As informações foram divulgadas no Diário Oficial do MP nesta terça-feira (26). As escolas receberam prazo de 10 dias a partir da notificação, para apresentar documentação e se regularizar perante os conselhos de educação.
Segundo a promotora de Justiça Flávia Gomes, da 38ª Promotoria de Teresina, o MP não pretende fechar escolas, mas garantir que elas atuem dentro da legalidade.
“As escolas, para funcionarem, precisam de autorização do Conselho Municipal de Educação, no caso da educação infantil, e do Conselho Estadual, para os ensinos Fundamental e Médio. O Ministério Público tem aberto procedimento para cada uma que está irregular, a fim de que regularizem a situação perante os órgãos fiscalizadores e regulamentadores”, explicou.
Situação em Teresina
De acordo com o CME, atualmente 66 escolas do ensino infantil estão com a autorização válida. Além das 11 instituições já notificadas, o número de irregulares pode chegar a 25, e outras 37 sequer possuem certidão de funcionamento, porém algumas já foram fechadas ou sequer funcionaram.
Status de autorização ensino infantil:
- 66 autorizadas
- 11 notificadas pelo MPPI
- 37 sem certidão de funcionamento (algumas já fechadas)
Por que a autorização é necessária?
Em Teresina, escolas da rede municipal só podem funcionar legalmente se estiverem credenciadas e com a autorização de funcionamento válida, expedida pelo Conselho Municipal de Educação (CME).
Para garantir a regularidade, a direção da escola precisa apresentar ao CME um extenso conjunto de documentos.
Entre eles estão: o Projeto Político-Pedagógico (PPP), o Regimento Escolar, a matriz curricular, além de comprovação de condições de segurança, acessibilidade e salubridade do prédio. Também são exigidos alvará de funcionamento, licença sanitária, vistoria do Corpo de Bombeiros e o quadro de professores devidamente habilitados. Após a entrega da documentação, o CME realiza uma visita de inspeção e emite parecer, que precisa ser homologado pela Secretaria Municipal de Educação (Semec).

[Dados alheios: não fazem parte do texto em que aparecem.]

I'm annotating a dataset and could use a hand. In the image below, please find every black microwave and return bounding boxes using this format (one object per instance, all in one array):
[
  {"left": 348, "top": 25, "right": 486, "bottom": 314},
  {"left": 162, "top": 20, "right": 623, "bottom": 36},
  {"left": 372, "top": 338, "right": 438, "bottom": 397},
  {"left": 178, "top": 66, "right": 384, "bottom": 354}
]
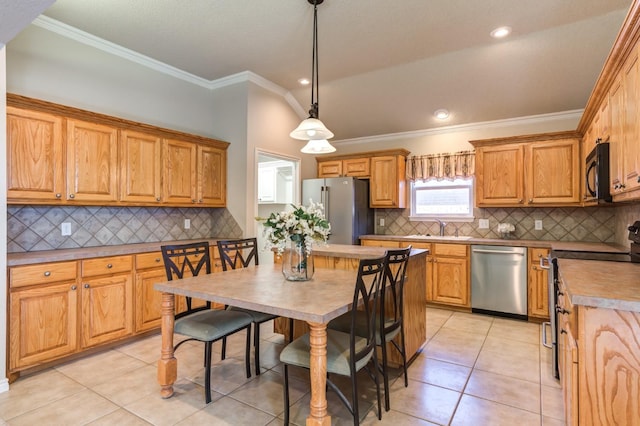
[{"left": 584, "top": 142, "right": 611, "bottom": 203}]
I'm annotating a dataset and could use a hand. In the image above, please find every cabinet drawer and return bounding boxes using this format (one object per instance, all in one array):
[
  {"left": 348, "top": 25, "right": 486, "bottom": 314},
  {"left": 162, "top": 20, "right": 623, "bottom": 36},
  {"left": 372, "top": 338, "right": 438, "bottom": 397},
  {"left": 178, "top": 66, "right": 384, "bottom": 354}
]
[
  {"left": 136, "top": 251, "right": 164, "bottom": 269},
  {"left": 433, "top": 243, "right": 469, "bottom": 257},
  {"left": 82, "top": 256, "right": 133, "bottom": 277},
  {"left": 9, "top": 262, "right": 76, "bottom": 288}
]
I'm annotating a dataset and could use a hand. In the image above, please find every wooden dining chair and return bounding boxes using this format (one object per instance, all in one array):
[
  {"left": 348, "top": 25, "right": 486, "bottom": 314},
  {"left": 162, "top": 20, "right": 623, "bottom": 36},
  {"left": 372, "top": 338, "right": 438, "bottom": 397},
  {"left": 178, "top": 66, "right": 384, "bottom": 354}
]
[
  {"left": 160, "top": 241, "right": 252, "bottom": 404},
  {"left": 280, "top": 256, "right": 387, "bottom": 425},
  {"left": 217, "top": 238, "right": 293, "bottom": 375},
  {"left": 327, "top": 246, "right": 411, "bottom": 411}
]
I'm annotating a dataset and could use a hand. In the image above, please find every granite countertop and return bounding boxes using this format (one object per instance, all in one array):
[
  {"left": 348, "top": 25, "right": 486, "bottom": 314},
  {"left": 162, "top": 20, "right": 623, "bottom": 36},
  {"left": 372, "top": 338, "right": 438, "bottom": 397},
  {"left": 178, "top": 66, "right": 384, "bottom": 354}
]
[
  {"left": 558, "top": 259, "right": 640, "bottom": 312},
  {"left": 360, "top": 235, "right": 629, "bottom": 253},
  {"left": 7, "top": 237, "right": 232, "bottom": 266}
]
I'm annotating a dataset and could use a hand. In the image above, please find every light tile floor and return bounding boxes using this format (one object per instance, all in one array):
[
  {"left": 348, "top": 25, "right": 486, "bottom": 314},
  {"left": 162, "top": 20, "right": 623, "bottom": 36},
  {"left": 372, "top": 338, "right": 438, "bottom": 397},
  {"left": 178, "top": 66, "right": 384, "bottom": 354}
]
[{"left": 0, "top": 308, "right": 563, "bottom": 426}]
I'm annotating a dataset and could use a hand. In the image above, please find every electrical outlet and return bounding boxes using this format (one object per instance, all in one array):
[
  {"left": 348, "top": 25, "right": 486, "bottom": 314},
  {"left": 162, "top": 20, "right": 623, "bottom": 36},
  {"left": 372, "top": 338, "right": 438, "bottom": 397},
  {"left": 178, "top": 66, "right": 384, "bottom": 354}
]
[{"left": 60, "top": 222, "right": 71, "bottom": 237}]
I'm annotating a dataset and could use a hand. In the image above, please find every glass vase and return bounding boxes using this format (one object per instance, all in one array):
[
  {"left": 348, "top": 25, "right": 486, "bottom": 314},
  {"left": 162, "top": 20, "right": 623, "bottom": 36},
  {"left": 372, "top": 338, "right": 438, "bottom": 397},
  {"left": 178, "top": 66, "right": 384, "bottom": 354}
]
[{"left": 282, "top": 241, "right": 314, "bottom": 281}]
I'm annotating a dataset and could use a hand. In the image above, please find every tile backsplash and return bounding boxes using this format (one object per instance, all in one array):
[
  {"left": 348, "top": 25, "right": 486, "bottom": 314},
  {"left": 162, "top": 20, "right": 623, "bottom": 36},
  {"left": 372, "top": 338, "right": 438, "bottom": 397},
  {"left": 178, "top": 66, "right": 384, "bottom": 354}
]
[
  {"left": 7, "top": 205, "right": 242, "bottom": 253},
  {"left": 376, "top": 207, "right": 617, "bottom": 243}
]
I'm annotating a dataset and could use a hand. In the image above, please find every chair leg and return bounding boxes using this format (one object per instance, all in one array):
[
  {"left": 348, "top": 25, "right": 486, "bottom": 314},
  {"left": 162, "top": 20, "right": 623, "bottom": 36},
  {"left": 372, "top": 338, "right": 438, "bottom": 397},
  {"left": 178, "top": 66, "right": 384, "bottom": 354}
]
[
  {"left": 283, "top": 364, "right": 289, "bottom": 426},
  {"left": 204, "top": 342, "right": 213, "bottom": 404},
  {"left": 253, "top": 322, "right": 260, "bottom": 376},
  {"left": 220, "top": 336, "right": 227, "bottom": 360},
  {"left": 244, "top": 324, "right": 251, "bottom": 379}
]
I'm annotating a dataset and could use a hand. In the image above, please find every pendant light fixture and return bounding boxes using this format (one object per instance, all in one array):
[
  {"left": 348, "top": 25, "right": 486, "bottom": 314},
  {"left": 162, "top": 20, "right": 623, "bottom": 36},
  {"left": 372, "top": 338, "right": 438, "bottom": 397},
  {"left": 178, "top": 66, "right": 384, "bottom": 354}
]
[{"left": 289, "top": 0, "right": 336, "bottom": 154}]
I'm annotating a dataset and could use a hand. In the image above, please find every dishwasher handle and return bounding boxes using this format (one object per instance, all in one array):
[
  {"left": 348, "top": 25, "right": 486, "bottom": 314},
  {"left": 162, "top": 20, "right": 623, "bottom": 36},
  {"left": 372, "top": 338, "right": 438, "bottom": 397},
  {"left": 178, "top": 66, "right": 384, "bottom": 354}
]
[{"left": 471, "top": 249, "right": 524, "bottom": 256}]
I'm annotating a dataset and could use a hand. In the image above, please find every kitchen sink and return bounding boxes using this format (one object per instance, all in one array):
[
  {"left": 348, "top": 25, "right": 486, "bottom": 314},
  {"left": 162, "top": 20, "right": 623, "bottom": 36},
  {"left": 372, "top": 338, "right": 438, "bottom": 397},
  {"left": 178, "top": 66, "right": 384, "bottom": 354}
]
[{"left": 407, "top": 234, "right": 473, "bottom": 241}]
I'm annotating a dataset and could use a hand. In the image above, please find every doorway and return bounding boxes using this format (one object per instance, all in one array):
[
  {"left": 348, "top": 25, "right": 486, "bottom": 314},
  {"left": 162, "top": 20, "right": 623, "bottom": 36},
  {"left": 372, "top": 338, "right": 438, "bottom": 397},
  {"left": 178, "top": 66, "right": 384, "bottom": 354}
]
[{"left": 255, "top": 149, "right": 300, "bottom": 264}]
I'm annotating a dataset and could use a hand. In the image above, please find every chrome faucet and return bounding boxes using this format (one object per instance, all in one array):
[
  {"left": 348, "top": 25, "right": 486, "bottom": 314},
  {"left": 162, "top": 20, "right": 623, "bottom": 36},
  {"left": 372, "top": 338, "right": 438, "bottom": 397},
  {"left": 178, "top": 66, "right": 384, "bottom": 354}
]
[{"left": 435, "top": 219, "right": 447, "bottom": 237}]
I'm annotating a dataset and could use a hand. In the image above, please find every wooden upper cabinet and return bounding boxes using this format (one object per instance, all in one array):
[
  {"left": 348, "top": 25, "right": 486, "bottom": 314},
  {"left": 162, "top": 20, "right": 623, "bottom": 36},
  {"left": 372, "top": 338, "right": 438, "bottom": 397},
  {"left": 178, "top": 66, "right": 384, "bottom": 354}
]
[
  {"left": 197, "top": 145, "right": 227, "bottom": 207},
  {"left": 7, "top": 106, "right": 65, "bottom": 202},
  {"left": 476, "top": 144, "right": 524, "bottom": 206},
  {"left": 471, "top": 132, "right": 581, "bottom": 207},
  {"left": 525, "top": 139, "right": 580, "bottom": 205},
  {"left": 162, "top": 140, "right": 198, "bottom": 204},
  {"left": 120, "top": 130, "right": 162, "bottom": 203},
  {"left": 369, "top": 155, "right": 407, "bottom": 208},
  {"left": 67, "top": 119, "right": 118, "bottom": 202}
]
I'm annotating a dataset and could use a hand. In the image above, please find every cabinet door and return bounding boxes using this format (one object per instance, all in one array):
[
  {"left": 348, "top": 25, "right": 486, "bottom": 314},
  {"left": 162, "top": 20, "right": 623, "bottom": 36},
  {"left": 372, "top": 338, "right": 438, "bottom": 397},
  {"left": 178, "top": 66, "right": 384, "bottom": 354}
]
[
  {"left": 162, "top": 140, "right": 197, "bottom": 205},
  {"left": 476, "top": 144, "right": 524, "bottom": 206},
  {"left": 525, "top": 139, "right": 580, "bottom": 205},
  {"left": 67, "top": 119, "right": 118, "bottom": 202},
  {"left": 369, "top": 155, "right": 407, "bottom": 208},
  {"left": 622, "top": 50, "right": 640, "bottom": 191},
  {"left": 318, "top": 160, "right": 342, "bottom": 177},
  {"left": 609, "top": 79, "right": 624, "bottom": 194},
  {"left": 430, "top": 256, "right": 470, "bottom": 307},
  {"left": 135, "top": 267, "right": 167, "bottom": 332},
  {"left": 342, "top": 158, "right": 371, "bottom": 177},
  {"left": 120, "top": 130, "right": 162, "bottom": 203},
  {"left": 528, "top": 248, "right": 549, "bottom": 319},
  {"left": 197, "top": 145, "right": 227, "bottom": 207},
  {"left": 7, "top": 107, "right": 64, "bottom": 202},
  {"left": 81, "top": 274, "right": 133, "bottom": 348},
  {"left": 9, "top": 280, "right": 78, "bottom": 371}
]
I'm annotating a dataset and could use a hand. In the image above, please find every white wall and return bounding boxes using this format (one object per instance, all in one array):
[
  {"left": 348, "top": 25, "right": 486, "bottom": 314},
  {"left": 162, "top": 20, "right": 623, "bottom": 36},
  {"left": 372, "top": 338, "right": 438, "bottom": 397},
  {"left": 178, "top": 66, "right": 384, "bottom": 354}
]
[{"left": 0, "top": 45, "right": 9, "bottom": 393}]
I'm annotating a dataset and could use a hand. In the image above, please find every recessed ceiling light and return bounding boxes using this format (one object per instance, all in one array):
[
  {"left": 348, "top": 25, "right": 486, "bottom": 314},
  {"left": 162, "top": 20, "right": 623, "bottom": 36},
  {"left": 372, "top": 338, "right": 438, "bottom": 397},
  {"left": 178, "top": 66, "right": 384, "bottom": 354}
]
[
  {"left": 491, "top": 27, "right": 511, "bottom": 38},
  {"left": 433, "top": 108, "right": 449, "bottom": 120}
]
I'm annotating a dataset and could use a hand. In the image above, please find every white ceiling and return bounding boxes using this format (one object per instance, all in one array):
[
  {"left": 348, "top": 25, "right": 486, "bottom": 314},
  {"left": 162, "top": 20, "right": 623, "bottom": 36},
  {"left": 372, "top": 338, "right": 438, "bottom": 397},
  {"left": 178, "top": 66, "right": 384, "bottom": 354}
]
[{"left": 22, "top": 0, "right": 631, "bottom": 140}]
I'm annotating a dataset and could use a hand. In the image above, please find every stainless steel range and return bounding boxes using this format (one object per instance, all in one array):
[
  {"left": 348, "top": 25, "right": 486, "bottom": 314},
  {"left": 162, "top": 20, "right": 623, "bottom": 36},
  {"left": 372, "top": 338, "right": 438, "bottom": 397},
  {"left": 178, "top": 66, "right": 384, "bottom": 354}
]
[{"left": 540, "top": 221, "right": 640, "bottom": 379}]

A Resolução nº 019/2024 do próprio CME estabelece que novas escolas têm até 180 dias após o início das atividades para solicitar credenciamento e autorização. Já as que estão em funcionamento sem ato autorizativo também precisam se regularizar no mesmo prazo. Caso o conselho demore mais de 180 dias para analisar o pedido, a instituição recebe uma autorização provisória até a conclusão do processo.
Quando a autorização expira, a escola perde a legalidade para emitir históricos escolares, certificados e até validar a conclusão de etapas de ensino.
Um professor, que não quis ser identificado, integra o CME destacou que, além da parte documental, as escolas passam por vistoria técnica.
“Solicitamos documentos obrigatórios, mas também avaliamos as condições físicas. Verificamos, por exemplo, a segurança do espaço, acessibilidade, acústica das salas, sinalização e até o mobiliário disponível. Só após cumprir todos os critérios a escola recebe a autorização, válida por no máximo cinco anos”, explicou.